The Secure Programmer's Pledge - ircmaxell
http://blog.ircmaxell.com/2012/07/secure-programmers-pledge.html

======
tptacek
Problems:

 _I will only use vetted and published algorithms_

This abets a hugely widespread misunderstanding about the security of crypto.
You could in fact invent your own block cipher core, and if you dropped it
into Keyczar or cryptlib's high level library be _more secure_ than people
using AES-256 directly via OpenSSL. The problem isn't _algorithms_. The
problem is _constructions_ , particularly at the joints.

You should change this to "I will only use vetted high-level cryptographic
libraries", with the descriptive text explaining that a "high-level
cryptographic library" is one that handles key generation and makes all the
decisions about block cipher modes and MACs and verification and order-of-
operations for you.

So with that having been said:

 _I will not store sensitive data in plain text_

Encouraging people to encrypt data while giving them bad advice about how to
accomplish that is a recipe for disaster.

Next:

 _I will use parameterized queries when executing SQL_

Specifically, you write: "Parameterized queries are a better way of solving
the problem, because it doesn't require any escaping". This is wrong.

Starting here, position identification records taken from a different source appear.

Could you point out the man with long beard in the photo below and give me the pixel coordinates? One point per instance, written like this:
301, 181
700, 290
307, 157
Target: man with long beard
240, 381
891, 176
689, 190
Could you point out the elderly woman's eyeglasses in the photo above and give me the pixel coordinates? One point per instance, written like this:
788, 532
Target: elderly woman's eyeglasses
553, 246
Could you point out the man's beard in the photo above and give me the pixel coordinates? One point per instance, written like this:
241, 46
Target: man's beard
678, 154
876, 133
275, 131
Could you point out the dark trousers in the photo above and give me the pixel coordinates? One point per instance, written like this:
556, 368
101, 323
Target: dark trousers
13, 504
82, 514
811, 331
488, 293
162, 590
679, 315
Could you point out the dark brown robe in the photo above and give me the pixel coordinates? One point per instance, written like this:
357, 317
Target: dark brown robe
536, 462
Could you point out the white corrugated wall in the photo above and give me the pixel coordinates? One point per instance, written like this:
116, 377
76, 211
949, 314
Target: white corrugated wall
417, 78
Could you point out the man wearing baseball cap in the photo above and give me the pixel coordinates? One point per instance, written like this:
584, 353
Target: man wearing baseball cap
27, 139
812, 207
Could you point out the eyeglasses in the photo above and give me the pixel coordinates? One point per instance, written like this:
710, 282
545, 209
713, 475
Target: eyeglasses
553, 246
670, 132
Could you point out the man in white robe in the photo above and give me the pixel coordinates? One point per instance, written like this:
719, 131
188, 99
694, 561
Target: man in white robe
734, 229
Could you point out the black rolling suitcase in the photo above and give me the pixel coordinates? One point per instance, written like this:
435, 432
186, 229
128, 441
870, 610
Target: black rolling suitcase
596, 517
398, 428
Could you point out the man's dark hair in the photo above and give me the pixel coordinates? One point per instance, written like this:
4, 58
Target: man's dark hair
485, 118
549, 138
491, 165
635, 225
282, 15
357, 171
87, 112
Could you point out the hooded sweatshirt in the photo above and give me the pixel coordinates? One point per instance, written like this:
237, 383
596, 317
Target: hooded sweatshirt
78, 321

Most
database protocols will allow you to bind _data_ to a query, but not keywords,
or even limits and offsets. A whole generation of programmers has been
convinced that using parameterized queries shields them from SQL Injection,
while writing pagination code or sortable tables that are trivially
injectable.

Finally:

 _I will understand the OWASP top 10_

I can't knock you for asking people to know what the OWASP top 10 is, but
contra the words in your pledge, "OWASP" (whatever that is in reality) does
not "track" the "top 10" vulnerabilities in any methodical way. It's basically
just a bunch of people getting together and making a case for what they think
the most important vulnerabilities are. If you know very little about web
security, the OWASP Top 10 is a fine starting point, but your readers should
know that's all it is.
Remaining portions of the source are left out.